December was more of the in-between stage, my small swell resembling the beginnings of a muffin top more than anything else. For me it was the hold my breath and cross my fingers, my toes, and everything else stage. And pray.

It was also a time for negotiations, with Palmer, regarding the Snee Farm house, and with Reardon regarding just about everything else. Sometimes our arbitrations were serious. Money–his–where to live–mine–when to move in together and who to tell about the baby when. He got on my case about my determined bouts of nest-building. Since I couldn’t do much about the house and had to leave it to workmen, I got it all out in the garden, toiling in the soil, which sort of set him off.

I still maintained he was hotter than hell when he was the tiniest bit annoyed. So I got on his case about sticking to the anti-love-making regime. I came onto him; he fended me off. During December, I was a first class cocksucker, he was a magna-make-me-cum-louder cunnilinguist. Our mounting sexual tension could have powered the whole planet.

Given the go-ahead to get laid–finally–brought another round of mediation, the kinky kind. Here, there, everywhere: fucking on every surface and in every room of the cottage, not to mention revisiting our passionate playgrounds in The Tides, we made love in every position possible, and some that were probably illegal, at least in South Carolina.

Him behind me spooning in bed on a wintry morning with the whitewashed walls swallowing my wails of
Oh God, Reardon
. Me riding him on the couch while his eyes fastened on my bigger-than-ever boobs bouncing with every undulation, his hands around my waist, his lips sucking my nipples, the tendons of his neck taut as tightrope when we came.

Reardon didn’t push too hard about our living arrangement, but he wasn’t above dirty deal making, withholding his delicious dick from me while he performed a slow strip-tease one afternoon.

His shirt was already off, his chest delineated by sinews I wanted to suck. Six pack and the tight slabs of his pecs with his dark nipples pleading
bite me.

“I think it’s time.”
Fuckin’ right it was
. Undoing the top button of his jeans–my faves, the faded ones conforming to the shape of his shaft and ass and thighs–he enticed me.
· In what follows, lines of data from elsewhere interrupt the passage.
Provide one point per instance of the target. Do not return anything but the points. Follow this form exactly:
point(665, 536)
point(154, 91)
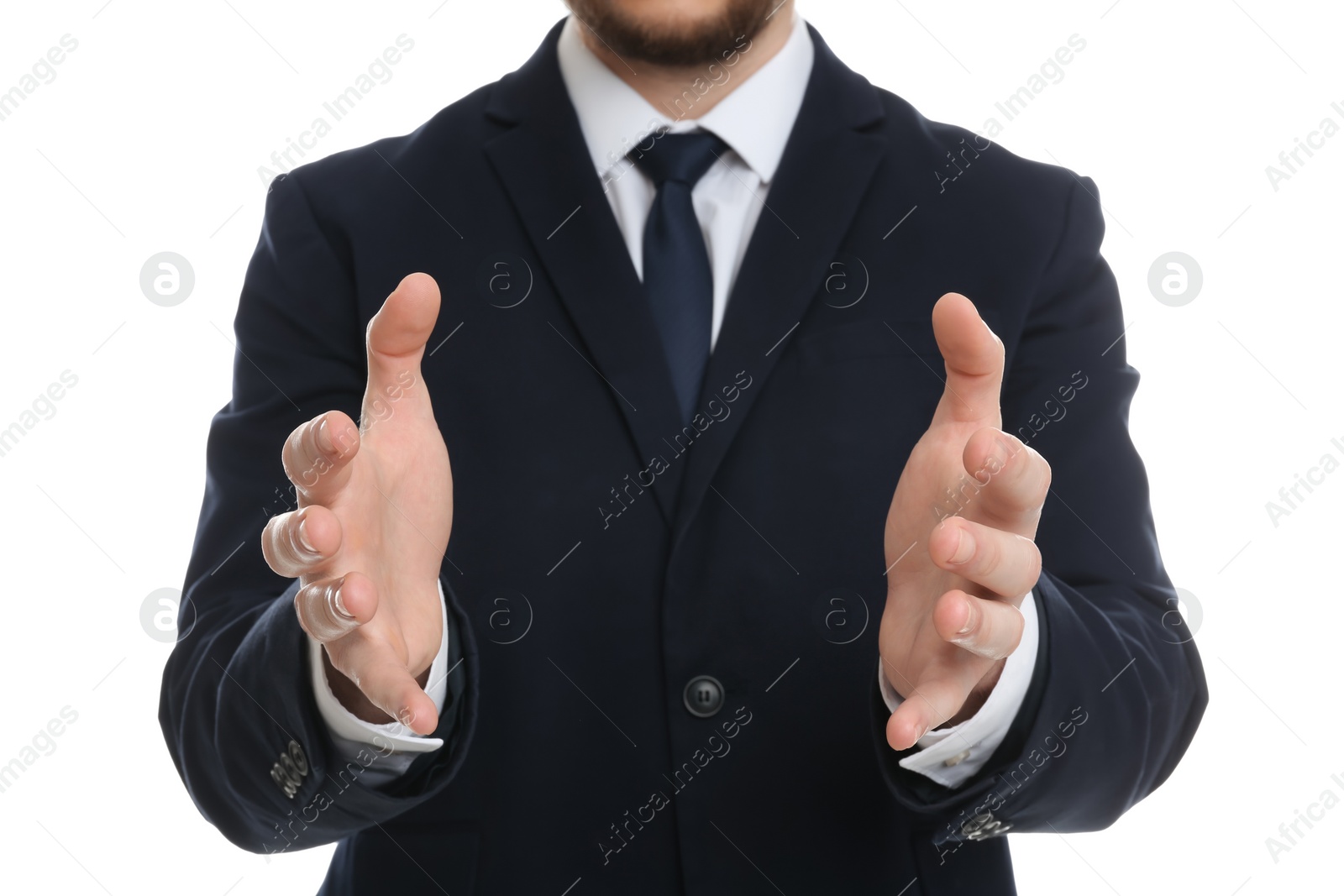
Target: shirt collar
point(754, 118)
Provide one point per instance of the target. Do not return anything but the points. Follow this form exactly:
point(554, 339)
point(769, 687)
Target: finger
point(302, 542)
point(974, 358)
point(381, 676)
point(983, 626)
point(396, 340)
point(1014, 476)
point(331, 609)
point(1003, 562)
point(318, 454)
point(931, 705)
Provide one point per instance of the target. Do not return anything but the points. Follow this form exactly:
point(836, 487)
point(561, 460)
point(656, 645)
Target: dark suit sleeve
point(1119, 688)
point(237, 705)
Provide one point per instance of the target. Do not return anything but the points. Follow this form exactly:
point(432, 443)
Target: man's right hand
point(375, 508)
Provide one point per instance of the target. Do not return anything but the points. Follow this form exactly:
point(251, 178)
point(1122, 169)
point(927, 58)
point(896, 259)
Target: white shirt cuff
point(396, 746)
point(953, 755)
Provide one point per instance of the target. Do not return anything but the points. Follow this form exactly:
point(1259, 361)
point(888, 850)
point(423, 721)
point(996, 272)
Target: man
point(685, 301)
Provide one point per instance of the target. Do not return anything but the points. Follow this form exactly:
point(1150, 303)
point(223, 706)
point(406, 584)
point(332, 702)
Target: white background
point(150, 139)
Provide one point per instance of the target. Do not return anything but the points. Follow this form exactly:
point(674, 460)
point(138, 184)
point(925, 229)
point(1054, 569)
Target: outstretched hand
point(375, 508)
point(958, 539)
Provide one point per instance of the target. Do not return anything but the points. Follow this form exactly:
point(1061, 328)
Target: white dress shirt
point(754, 121)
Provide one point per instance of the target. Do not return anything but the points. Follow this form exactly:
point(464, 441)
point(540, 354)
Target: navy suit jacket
point(602, 555)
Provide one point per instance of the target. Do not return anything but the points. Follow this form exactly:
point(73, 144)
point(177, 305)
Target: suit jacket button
point(703, 696)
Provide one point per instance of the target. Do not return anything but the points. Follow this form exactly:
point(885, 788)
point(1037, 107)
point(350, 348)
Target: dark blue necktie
point(676, 265)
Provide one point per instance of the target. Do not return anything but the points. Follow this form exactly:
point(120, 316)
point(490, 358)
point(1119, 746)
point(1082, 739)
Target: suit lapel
point(549, 175)
point(826, 168)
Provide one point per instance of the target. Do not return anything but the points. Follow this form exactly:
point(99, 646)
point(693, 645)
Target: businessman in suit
point(766, 559)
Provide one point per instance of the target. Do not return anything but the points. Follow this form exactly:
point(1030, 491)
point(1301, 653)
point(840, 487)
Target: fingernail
point(302, 537)
point(340, 605)
point(324, 438)
point(969, 624)
point(965, 547)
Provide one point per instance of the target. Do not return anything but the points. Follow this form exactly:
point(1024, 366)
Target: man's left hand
point(953, 586)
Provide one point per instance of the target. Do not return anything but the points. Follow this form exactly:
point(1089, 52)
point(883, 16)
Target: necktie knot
point(679, 157)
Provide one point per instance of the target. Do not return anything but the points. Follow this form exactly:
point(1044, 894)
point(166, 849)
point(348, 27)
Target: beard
point(672, 42)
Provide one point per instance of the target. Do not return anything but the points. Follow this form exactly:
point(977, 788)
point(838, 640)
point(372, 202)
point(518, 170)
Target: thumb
point(396, 340)
point(974, 363)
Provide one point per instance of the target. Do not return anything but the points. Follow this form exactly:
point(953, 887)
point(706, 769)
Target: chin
point(674, 33)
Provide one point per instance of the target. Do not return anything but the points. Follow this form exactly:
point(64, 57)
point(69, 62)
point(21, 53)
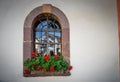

“Time for what?” I sat on the edge of the bed, hedging my hem above my knees, pretending coyness.

“Time you let me move in.”

More like high time he took those damn pants off.
The base of his dick, stiffening, his cock pointed down, the brush of black hair appeared.

“You don’t play fair.” My accusation was breathless, airy.

The deeply carved cliff of muscle between pelvis and hip with his pants hanging open, caught on his shaft. His arms bulging with muscle, his eyes sultry, he lowered everything to the floor. Including my mouth.

Straightening up, he was man and muscle and motherfucking hell, I was ready to roll over and get fed when he said, “You know I don’t.” His hand wrapped around the thick hard-on, his palm rolling over the flared tip.

Spellbound by his gorgeous erection, I asked, “What about the penthouse?” Really I was trying to distract him, so I could at least hump his leg.

“We’ll keep it for entertaining. Temperance will take care of it.” He slowly turned me about, getting a panoramic view of my voluptuous form. “Besides, an apartment is no place to raise our family.”

Well, that got me. I’d been about to trade a tit fuck for The Tides. Instead I teared up, falling against him. “Our family.”

“Yes, our family, and I don’t want to spend another night apart.” He kissed a meandering path down my breasts to my belly and below. Kneeling in front of me, he took my panties down my legs. “I don’t like you being alone.”